The different available options for production optimisation make this a powerful tool for investigating different productions strategies to see the effect of recovery. 

The software currently supports interfacing to many reservoir simulators but will become more closely aligned with Emerson’s Tempest MORE as a result of the acquisition. 

Other Reservoir Engineering Links 

There are other ways in which the new software links in with reservoir engineering tools. Virtual metering results, for example, can be used with reservoir model history-matching as well as for daily or historical production allocation. The combined virtual metering and forecasting capabilities add up to a powerful production management tool, in particular when combined with PID control functionality. 

With the close integration of the software with Emerson’s reservoir engineering solutions – its simulation tool Tempest MORE and history-matching and sensitivity tool Tempest ENABLE – an effective system is available for production forecasting and optimisation. With Tempest ENABLE’s ability to intelligently drive the simulator through hundreds of realisations and conduct ‘what if’ scenarios on a wide range of reservoir scenarios, the same will be the case when combined with new software, where the tools can work together to provide a wide range of values and look at a large number of scenarios. 

Two North Sea Fields 

Examples of integrated production management can be found in two North Sea fields. 

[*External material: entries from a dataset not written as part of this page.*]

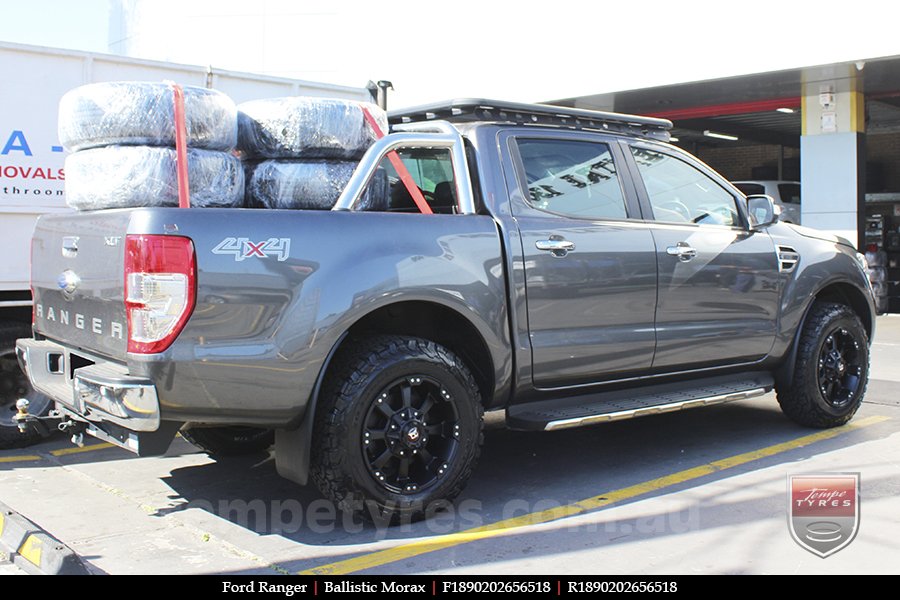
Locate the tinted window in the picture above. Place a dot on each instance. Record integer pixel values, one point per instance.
(432, 172)
(576, 179)
(750, 189)
(681, 193)
(789, 192)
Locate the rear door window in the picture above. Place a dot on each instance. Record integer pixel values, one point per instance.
(576, 179)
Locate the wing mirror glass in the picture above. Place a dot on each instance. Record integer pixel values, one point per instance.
(762, 210)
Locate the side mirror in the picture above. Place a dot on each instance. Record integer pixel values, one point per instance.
(762, 211)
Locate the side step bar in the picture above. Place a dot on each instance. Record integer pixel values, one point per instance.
(631, 403)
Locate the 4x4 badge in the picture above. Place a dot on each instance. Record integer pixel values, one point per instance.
(244, 248)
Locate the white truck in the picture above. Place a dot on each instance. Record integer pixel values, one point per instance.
(32, 177)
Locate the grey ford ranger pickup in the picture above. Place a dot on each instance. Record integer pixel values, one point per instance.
(576, 269)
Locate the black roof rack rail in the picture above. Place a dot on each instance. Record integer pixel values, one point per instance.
(462, 110)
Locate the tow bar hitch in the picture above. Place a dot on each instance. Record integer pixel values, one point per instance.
(24, 419)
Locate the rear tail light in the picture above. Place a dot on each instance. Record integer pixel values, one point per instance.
(160, 290)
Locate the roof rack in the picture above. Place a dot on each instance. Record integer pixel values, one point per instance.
(463, 110)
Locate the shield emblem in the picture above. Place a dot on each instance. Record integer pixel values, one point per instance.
(823, 511)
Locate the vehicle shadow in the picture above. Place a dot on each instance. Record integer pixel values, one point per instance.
(519, 473)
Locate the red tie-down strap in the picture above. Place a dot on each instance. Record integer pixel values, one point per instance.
(401, 169)
(184, 191)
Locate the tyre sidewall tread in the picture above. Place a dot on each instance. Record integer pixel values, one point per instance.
(801, 400)
(338, 466)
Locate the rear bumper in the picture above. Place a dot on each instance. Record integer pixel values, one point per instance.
(97, 392)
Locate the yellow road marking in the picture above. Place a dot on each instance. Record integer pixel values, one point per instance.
(23, 457)
(441, 542)
(91, 448)
(31, 550)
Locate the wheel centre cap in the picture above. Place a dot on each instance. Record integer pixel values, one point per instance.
(413, 435)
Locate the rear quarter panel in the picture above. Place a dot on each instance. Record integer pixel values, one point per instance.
(263, 327)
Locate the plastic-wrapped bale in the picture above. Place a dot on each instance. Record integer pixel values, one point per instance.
(300, 127)
(134, 176)
(141, 113)
(312, 185)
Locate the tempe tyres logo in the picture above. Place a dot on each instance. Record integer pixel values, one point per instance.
(823, 515)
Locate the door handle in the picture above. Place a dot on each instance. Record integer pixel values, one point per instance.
(682, 251)
(556, 246)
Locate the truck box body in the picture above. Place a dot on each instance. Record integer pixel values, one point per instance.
(32, 178)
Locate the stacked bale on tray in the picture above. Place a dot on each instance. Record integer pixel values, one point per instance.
(122, 139)
(300, 152)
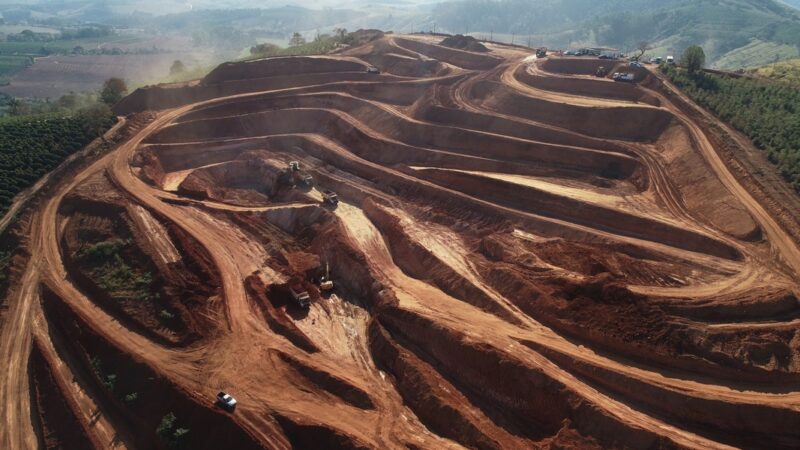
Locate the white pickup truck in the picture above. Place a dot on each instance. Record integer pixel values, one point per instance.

In the first case, the software is being used as a flow assurance tool on a medium size oilfield in the North Sea with three different reservoirs requiring artificial lift in the form of gas lift. A large number of development alternatives were screened in the early phase to create concept-dependent production profiles. 

  • Effect of gas lift on oil production potential for different mandrel setting depths. Oil potential increases with setting depth and has a maximum at given rates of lift gas, increasing with setting depth.

To provide consistent LOF data, the software was used to perform coupled simulations, interfacing the three separate reservoir simulation models with gas lift optimisation. The production network model was simultaneously interfaced with a gas lift supply network to determine its variation in mass and energy balances. Using decline curves that originated from these simulations, the effects parameter variations, such as flow line and tubing sizes, were investigated to find optimum sizes based on reservoir model predictions over field life. Lifetime mass and energy balances for the production system were generated for different development concepts including the use of multiphase pumping. Using the transient module, cooldown and heat-up simulations were performed to address insulation requirements. Blowdown simulations were also performed to address both time and liquid drain volume requirements. 

The second application is in a marginal North Sea oilfield with a heavy non-Newtonian fluid that required artificial lifting. In this case, the software provided functionality for the use of shear-dependent viscosity data during both steady state and transient simulations. 

Decline curve data from the reservoir simulation model was used as input to a production network model. The network model was then used to predict artificial lift times, together with system lifetime mass and energy balances. These used two alternative lift methods in the form of electrical submersible pumps and gas lift. The strong gelling tendencies of the production fluid also required the implementation of experimental yield stress data to perform realistic transient start-up simulations of the wells and flow lines. The development concept also included SWAG (Simultaneously Water Alternating Gas) for gas reinjection into the reservoir, simulated by the use of the software. 

A New Era 

Operators today are looking for a workflow that integrates production and reservoir engineering and is part of a truly digitally enabled oilfield. Combining data from predictive reservoir models, production modelling and field instrumentation will enable operators to monitor production continuously and use information from the field when forecasting future reservoir performance and making operational decisions.